Ketua BEM FH Undip, Ilman Nurfathan, bersama jajaran menyampaikan sejumlah pandangan mengenai arah reformasi kepolisian. Dalam audiensi tersebut, BEM FH Undip menyoroti pembentukan UU Nomor 5 Tahun 2026 serta sejumlah aspek yang dinilai perlu mendapat perhatian dalam pelaksanaan reformasi Polri.
Salah satu isu yang disampaikan adalah mengenai perubahan paradigma dalam pelaksanaan tugas kepolisian. BEM FH Undip menyampaikan pandangan mengenai adanya kecenderungan pergeseran pendekatan Polri dari paradigma preventif menuju pendekatan yang semakin represif. Selain itu, mahasiswa juga menyoroti pentingnya menjaga supremasi sipil serta memastikan proses regenerasi di tubuh Polri berjalan sesuai prinsip demokrasi dan negara hukum.

Menanggapi hal tersebut, Wamenko Kumham Imipas Otto Hasibuan menyampaikan apresiasi atas perhatian mahasiswa terhadap isu hukum dan reformasi institusi kepolisian.
Otto menilai masukan dari kalangan mahasiswa merupakan bagian penting dalam proses evaluasi dan penyempurnaan kebijakan publik.
Ia menyampaikan bahwa reformasi kepolisian tidak hanya berkaitan dengan aspek regulasi maupun struktur kelembagaan, tetapi juga menyangkut perubahan kultur yang membutuhkan konsistensi dan waktu.
“Saya menyampaikan apresiasi kepada rekan-rekan BEM FH Undip yang sudah memberikan perhatian. Bernegara ternyata tidak mudah. Saat saya menjadi advokat, saya memiliki suara yang sama dengan kalian. Ini juga hal yang saya sampaikan kepada tim reformasi Polri,” ujar Otto.
Menurut Otto, tantangan utama dalam reformasi kepolisian adalah memastikan nilai-nilai perubahan dapat diterapkan secara berkelanjutan dalam kehidupan organisasi. “Bagaimana kultur ini bisa ditegakkan dan dilaksanakan secara konsisten, terus-menerus,” katanya.

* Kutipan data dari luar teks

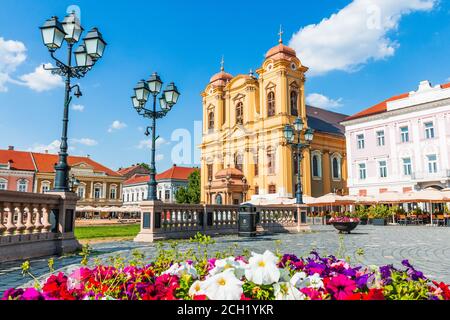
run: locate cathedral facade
[200,38,347,204]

Otto menambahkan, pemerintah menyambut baik berbagai masukan dan pandangan dari mahasiswa. Ia mengakui bahwa reformasi kultural dalam tubuh kepolisian merupakan proses yang lebih kompleks dibandingkan perubahan struktural karena membutuhkan komitmen dan pelaksanaan yang berkesinambungan.
“Mudah-mudahan masukan yang disampaikan menjadi perhatian kami dan akan didiskusikan. Langkah yang akan dilakukan, kita tetap berupaya untuk memasukkan agar menjadi perubahan. Kita berharap kepolisian agar bisa menjalankan ini dengan arif dan bijaksana,” ujar Otto.
Sebagai tindak lanjut, Kemenko Kumham Imipas menerima berbagai masukan yang disampaikan BEM FH Undip untuk selanjutnya dikoordinasikan dengan kementerian dan lembaga terkait. Masukan tersebut akan menjadi bahan pertimbangan dalam pembahasan kebijakan reformasi kepolisian ke depan.